Wednesday, February 9, 2011

Visible Light

Visible light is a type of electromagnetic radiation, and is the only type observable through the naked eye.

Rather than being divided into different bands, visible light is divided into colors. The slight differences in the wavelengths of visible waves determine which color that the light is. Visible light is the "smallest" range of wavelengths of the seven main sections (logarithmically speaking) but it makes up everything we see.

Above: The division of visible light into a spectrum of colors. At the edges of the scale are near ultraviolet (the top) and near infrared (the bottom). The discovery of light as a composition of colors may have come in Isaac Newton's time (c. 1665), when the prism revealed sunlight as made up of light on many different wavelengths.

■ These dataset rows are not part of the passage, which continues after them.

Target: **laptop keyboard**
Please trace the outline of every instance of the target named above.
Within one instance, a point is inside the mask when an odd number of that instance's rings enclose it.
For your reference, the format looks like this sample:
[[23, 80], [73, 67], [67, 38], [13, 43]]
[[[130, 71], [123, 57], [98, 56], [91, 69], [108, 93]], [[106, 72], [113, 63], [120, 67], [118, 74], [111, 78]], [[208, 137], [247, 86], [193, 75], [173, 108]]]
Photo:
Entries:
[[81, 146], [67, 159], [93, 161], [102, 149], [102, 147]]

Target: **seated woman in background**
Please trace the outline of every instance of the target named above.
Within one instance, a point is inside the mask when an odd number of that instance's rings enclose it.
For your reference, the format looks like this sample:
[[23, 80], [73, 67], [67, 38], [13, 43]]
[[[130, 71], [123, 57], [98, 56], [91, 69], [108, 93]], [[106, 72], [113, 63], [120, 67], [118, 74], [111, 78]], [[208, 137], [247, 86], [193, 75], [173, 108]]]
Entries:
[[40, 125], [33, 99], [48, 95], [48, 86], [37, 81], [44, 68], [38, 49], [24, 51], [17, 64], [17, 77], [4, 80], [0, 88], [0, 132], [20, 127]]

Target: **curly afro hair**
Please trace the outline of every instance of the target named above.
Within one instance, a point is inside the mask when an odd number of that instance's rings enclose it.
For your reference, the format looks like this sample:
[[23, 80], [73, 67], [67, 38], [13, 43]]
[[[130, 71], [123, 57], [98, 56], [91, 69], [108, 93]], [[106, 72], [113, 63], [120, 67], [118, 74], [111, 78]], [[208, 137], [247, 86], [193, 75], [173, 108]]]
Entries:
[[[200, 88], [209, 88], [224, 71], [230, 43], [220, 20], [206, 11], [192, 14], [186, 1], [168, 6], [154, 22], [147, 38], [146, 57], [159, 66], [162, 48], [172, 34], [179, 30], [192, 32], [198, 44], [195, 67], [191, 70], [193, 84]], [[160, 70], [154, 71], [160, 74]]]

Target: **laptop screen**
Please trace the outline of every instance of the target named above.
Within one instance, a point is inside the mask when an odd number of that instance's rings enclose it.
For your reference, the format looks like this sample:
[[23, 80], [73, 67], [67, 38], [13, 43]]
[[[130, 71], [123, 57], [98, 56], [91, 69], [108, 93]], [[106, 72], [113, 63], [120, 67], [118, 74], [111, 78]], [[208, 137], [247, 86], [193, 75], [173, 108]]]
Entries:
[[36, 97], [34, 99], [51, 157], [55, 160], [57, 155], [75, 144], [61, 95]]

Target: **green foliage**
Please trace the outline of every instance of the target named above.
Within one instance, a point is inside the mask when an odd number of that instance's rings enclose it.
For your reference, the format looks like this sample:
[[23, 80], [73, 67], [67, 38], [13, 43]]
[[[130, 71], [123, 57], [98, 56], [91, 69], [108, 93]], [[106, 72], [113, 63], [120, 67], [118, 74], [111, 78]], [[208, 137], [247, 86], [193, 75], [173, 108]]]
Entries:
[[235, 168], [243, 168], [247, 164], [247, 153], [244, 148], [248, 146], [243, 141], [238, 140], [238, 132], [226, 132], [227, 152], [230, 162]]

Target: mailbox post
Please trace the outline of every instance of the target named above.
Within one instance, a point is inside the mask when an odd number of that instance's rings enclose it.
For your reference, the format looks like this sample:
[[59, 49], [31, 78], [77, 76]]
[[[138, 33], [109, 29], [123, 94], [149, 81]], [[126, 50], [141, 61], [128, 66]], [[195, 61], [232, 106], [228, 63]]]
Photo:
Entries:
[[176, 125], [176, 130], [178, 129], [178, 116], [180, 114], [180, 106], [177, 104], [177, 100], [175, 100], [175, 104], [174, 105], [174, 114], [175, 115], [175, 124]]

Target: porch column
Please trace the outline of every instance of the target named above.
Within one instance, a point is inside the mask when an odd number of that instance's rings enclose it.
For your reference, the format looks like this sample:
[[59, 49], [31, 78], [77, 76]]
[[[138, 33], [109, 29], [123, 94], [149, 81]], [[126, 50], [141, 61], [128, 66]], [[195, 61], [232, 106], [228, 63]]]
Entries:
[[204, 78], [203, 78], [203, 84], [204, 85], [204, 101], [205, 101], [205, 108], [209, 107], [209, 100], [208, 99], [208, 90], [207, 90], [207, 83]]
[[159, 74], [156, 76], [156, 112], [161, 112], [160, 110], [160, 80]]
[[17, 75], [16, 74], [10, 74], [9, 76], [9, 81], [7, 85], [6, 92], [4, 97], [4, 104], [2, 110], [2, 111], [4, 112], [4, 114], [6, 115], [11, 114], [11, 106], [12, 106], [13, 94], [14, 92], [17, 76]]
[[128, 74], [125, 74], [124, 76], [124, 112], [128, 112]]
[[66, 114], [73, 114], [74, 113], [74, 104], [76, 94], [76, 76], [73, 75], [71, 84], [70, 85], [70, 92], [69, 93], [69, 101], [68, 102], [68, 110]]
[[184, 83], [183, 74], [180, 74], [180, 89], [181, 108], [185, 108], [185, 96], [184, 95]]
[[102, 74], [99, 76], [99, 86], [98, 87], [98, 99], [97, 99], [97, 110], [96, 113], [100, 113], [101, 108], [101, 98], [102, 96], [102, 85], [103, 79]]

The prism is able to split visible light into its components because there are slight differences in the speeds of light through glass. Higher wavelengths are faster and have greater refraction angles, causing them to bend more and therefore appear at the bottom of the rainbow shown above. Red and other long wavelengths travel slower and refract at a smaller angle, causing them to be at the "top" of the rainbow above. Real rainbows work in a similar way, when water droplets disperse sunlight into the visible spectrum. This also proves that sunlight has many different wavelengths of light, by no means limited to visible light.

Visible, or optical astronomy, is by far the oldest type, and has been going on since antiquity. Only recently have observations in other parts of the spectrum expanded our knowledge of the heavens.